Clinicamente, isto significa que os médicos não podem ignorar o risco de glaucoma em pacientes diabéticos. Todo diabético deve fazer um exame abrangente de glaucoma (verificação da pressão, gonioscopia, OCT, campos visuais) quando a diabetes é diagnosticada pela primeira vez e em intervalos regulares posteriormente. Qualquer sinal de alerta – vasos da íris, assimetria de pressão, nova perda de campo, hemorragias do disco óptico – exige uma avaliação urgente de glaucoma. Na gestão, tanto pacientes quanto prestadores de cuidados precisam estar cientes das interações: colírios sistémicos que podem atenuar os sinais de hipoglicemia, injeções ou esteroides que podem aumentar a PIO, tratamentos a laser que podem mimetizar a perda de campo, etc.
Importante, o risco da diabetes é modificável. O controlo agressivo do açúcar no sangue, da pressão arterial e do colesterol pode abrandar a doença ocular diabética e, provavelmente, diminuir a progressão do glaucoma. Injeções anti-VEGF e laser retiniano oportuno podem prevenir o glaucoma neovascular. A escolha cuidadosa das terapias para o glaucoma (por exemplo, usando prostaglandinas com prudência, evitando esteroides desnecessários, ajustando medicamentos sistémicos) pode mitigar as complicações. Enquanto isso, terapias emergentes no horizonte (metformina, análogos de GLP-1, novos medicamentos neuroprotetores) oferecem esperança de que possamos até prevenir ou retardar tanto a degeneração diabética quanto o dano glaucomatoso em conjunto.
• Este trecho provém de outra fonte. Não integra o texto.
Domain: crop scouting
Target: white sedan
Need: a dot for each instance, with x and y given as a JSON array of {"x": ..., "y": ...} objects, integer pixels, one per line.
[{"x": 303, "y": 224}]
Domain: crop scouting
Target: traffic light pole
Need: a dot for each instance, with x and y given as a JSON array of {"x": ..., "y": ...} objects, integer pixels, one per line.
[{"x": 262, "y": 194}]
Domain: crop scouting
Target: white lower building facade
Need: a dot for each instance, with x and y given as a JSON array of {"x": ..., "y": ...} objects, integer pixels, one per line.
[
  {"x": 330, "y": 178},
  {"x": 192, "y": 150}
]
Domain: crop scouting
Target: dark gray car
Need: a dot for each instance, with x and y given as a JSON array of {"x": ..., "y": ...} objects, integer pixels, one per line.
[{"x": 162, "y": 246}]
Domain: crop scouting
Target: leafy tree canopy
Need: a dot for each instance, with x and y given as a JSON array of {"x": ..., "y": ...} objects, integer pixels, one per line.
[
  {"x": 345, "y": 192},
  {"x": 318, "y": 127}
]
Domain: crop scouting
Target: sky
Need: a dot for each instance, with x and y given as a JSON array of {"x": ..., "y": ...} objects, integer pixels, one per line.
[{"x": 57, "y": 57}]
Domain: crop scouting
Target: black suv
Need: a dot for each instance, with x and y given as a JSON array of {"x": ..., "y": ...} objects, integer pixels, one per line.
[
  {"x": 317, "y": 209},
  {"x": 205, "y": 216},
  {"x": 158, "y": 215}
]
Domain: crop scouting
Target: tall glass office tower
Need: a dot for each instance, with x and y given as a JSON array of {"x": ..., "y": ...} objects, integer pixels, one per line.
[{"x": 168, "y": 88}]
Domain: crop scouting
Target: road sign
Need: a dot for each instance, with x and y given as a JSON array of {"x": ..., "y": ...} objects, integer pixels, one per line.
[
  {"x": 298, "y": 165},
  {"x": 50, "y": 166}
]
Para concluir, a mensagem chave para os pacientes é otimista: ter diabetes não o condena à cegueira por glaucoma. Apenas aumenta a vigilância necessária. Ao coordenar os cuidados entre endocrinologistas, médicos de família, especialistas em retina e especialistas em glaucoma, e ao paciente manter-se a par da sua diabetes e da saúde ocular, o risco elevado torna-se manejável. Com a medicina moderna, um paciente diabético que segue o plano não deve acabar com perda de visão irreversível devido ao glaucoma. Garantir este resultado requer consciência e ação proativa, mas está firmemente ao nosso alcance.